Another correctional officer searched appellant’s cell following the incident and found an instrument that had a sharp edge at one end. The other end of the instrument was wrapped as if to fashion a handle. The instrument was admitted into evidence. The officer testified that the instrument appeared to have come from a mirror and was hidden in a tiny space below the sink in appellant’s cell. Officer Ojiemuada knew of a weapon that was eventually recovered from appellant’s cell during the search, but he did not see that weapon recovered in the search.
An investigator at the correctional center processed the instrument for fingerprints, finding three partial prints, although the quality of the prints rendered the prints unusable for comparison. The investigator opined that the instrument found in appellant’s cell was a weapon capable of causing serious bodily injury or death.
The jury found appellant guilty of the charged offenses. The trial judge assessed punishment at fifty years’ confinement for each count. The trial judge ordered the sentences to be served concurrently and to commence when the sentence appellant already was serving “ceases to operate.”
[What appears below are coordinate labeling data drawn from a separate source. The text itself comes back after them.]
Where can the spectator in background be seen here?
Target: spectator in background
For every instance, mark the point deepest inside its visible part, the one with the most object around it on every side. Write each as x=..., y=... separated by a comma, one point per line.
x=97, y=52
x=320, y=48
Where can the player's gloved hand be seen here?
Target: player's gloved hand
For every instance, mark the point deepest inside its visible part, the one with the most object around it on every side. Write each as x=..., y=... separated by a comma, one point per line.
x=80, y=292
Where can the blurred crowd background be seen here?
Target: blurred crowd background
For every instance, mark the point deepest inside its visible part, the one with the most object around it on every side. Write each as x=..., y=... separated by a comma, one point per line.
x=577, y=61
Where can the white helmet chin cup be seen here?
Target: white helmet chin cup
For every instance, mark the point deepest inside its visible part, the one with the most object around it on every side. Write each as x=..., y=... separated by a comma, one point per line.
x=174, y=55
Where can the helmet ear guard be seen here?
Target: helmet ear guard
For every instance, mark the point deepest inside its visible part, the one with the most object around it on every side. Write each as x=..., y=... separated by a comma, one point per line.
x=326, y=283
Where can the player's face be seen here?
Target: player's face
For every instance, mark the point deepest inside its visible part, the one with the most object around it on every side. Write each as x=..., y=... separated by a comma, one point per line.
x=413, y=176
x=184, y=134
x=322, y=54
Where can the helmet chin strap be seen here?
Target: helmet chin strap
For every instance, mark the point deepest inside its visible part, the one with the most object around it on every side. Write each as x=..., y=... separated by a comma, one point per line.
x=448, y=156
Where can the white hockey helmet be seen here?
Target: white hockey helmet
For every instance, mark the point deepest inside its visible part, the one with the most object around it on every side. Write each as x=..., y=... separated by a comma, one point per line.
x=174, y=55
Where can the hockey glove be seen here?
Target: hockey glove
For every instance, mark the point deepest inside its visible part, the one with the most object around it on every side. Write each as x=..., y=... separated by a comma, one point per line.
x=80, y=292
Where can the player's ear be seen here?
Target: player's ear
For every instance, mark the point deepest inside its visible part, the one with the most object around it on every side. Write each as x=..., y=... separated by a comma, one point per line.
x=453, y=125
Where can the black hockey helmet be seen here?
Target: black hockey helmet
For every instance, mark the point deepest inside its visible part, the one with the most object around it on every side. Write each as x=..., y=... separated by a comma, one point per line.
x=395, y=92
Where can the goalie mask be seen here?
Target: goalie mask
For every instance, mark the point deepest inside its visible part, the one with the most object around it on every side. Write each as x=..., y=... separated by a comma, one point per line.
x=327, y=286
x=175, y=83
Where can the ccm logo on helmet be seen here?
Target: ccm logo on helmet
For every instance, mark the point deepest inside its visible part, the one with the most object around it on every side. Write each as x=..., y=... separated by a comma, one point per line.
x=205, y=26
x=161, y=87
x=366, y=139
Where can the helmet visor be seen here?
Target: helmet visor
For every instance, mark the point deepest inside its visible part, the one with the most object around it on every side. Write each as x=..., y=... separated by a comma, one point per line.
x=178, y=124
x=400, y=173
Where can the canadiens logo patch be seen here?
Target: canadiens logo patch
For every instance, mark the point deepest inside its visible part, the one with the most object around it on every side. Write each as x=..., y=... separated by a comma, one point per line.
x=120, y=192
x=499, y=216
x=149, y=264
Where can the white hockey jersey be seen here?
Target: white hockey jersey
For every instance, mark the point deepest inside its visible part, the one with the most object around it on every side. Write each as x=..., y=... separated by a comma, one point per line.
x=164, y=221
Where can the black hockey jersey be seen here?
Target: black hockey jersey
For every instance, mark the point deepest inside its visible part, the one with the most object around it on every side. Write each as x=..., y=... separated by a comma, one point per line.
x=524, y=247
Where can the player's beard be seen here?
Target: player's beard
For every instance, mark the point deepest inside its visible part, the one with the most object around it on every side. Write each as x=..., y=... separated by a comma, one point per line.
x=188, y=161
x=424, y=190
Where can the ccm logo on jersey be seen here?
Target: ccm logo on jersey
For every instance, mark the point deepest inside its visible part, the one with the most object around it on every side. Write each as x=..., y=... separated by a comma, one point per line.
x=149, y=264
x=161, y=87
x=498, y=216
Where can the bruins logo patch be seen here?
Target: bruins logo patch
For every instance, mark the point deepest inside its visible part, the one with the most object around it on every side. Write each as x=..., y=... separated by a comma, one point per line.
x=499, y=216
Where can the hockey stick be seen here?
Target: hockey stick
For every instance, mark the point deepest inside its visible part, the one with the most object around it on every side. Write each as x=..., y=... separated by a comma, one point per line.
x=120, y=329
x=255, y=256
Legal Sufficiency Analysis
In a single issue, appellant challenges the legal sufficiency of the evidence to support his conviction for the offense of aggravated assault with a deadly weapon. When evaluating a challenge to the legal sufficiency of the evidence, we view the evidence in the light most favorable to the verdict. Wesbrook v. State, 29 S.W.3d 103, 111 (Tex. Crim. App. 2000). The issue on appeal is not whether we, as a court, believe the State’s evidence or believe that appellant’s evidence outweighs the State’s evidence. Wicker v. State, 667 S.W.2d 137, 143 (Tex. Crim. App. 1984). The verdict may not be overturned unless it is irrational or unsupported by proof beyond a reasonable doubt. Matson v. State, 819 S.W.2d 839, 846 (Tex. Crim. App. 1991). The jury, as the trier of fact “is the sole judge of the credibility of the witnesses and of the strength of the evidence.” Fuentes v. State, 991 S.W.2d 267, 271 (Tex. Crim. App. 1999). The jury may choose to believe or disbelieve any portion of the witnesses’ testimony. Sharp v. State, 707 S.W.2d 611, 614 (Tex. Crim. App. 1986). When faced with conflicting evidence, we presume the trier of fact resolved conflicts in favor of the prevailing party. Turro v. State 867 S.W.2d 43, 47 (Tex. Crim. App. 1993). Therefore, if any rational trier of fact could have found the essential elements of the crime beyond a reasonable doubt, we must affirm. McDuff v. State, 939 S.W.2d 607, 614 (Tex. Crim. App. 1997).
A person commits the offense of assault if that person intentionally, knowingly, or recklessly causes bodily injury to another. Tex. Penal Code Ann. § 22.01(a)(1) (Vernon Supp.